Deep learning for time series classification
- URL: http://arxiv.org/abs/2010.00567v1
- Date: Thu, 1 Oct 2020 17:38:40 GMT
- Title: Deep learning for time series classification
- Authors: Hassan Ismail Fawaz
- Abstract summary: Time series analysis allows us to visualize and understand the evolution of a process over time.
Time series classification consists of constructing algorithms dedicated to automatically label time series data.
Deep learning has emerged as one of the most effective methods for tackling the supervised classification task.
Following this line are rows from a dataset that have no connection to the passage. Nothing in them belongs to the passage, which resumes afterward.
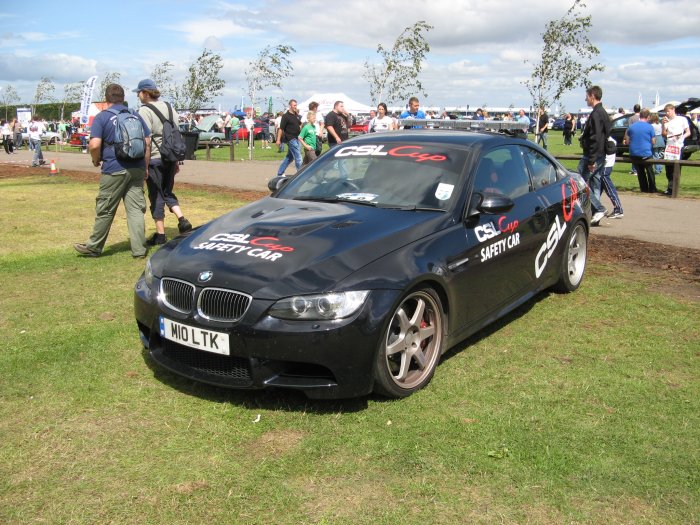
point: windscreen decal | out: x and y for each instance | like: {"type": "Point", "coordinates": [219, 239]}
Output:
{"type": "Point", "coordinates": [444, 191]}
{"type": "Point", "coordinates": [415, 153]}
{"type": "Point", "coordinates": [265, 248]}
{"type": "Point", "coordinates": [364, 197]}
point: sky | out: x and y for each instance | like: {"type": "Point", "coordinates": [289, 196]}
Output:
{"type": "Point", "coordinates": [478, 49]}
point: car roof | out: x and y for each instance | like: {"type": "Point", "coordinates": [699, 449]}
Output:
{"type": "Point", "coordinates": [436, 136]}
- Score: 2.0305676256390934
- License: http://arxiv.org/licenses/nonexclusive-distrib/1.0/
- Abstract: Time series analysis is a field of data science which is interested in
analyzing sequences of numerical values ordered in time. Time series are
particularly interesting because they allow us to visualize and understand the
evolution of a process over time. Their analysis can reveal trends,
relationships and similarities across the data. There exists numerous fields
containing data in the form of time series: health care (electrocardiogram,
blood sugar, etc.), activity recognition, remote sensing, finance (stock market
price), industry (sensors), etc. Time series classification consists of
constructing algorithms dedicated to automatically label time series data. The
sequential aspect of time series data requires the development of algorithms
that are able to harness this temporal property, thus making the existing
off-the-shelf machine learning models for traditional tabular data suboptimal
for solving the underlying task. In this context, deep learning has emerged in
recent years as one of the most effective methods for tackling the supervised
classification task, particularly in the field of computer vision. The main
objective of this thesis was to study and develop deep neural networks
specifically constructed for the classification of time series data. We thus
carried out the first large scale experimental study allowing us to compare the
existing deep methods and to position them compared other non-deep learning
based state-of-the-art methods. Subsequently, we made numerous contributions in
this area, notably in the context of transfer learning, data augmentation,
ensembling and adversarial attacks. Finally, we have also proposed a novel
architecture, based on the famous Inception network (Google), which ranks among
the most efficient to date.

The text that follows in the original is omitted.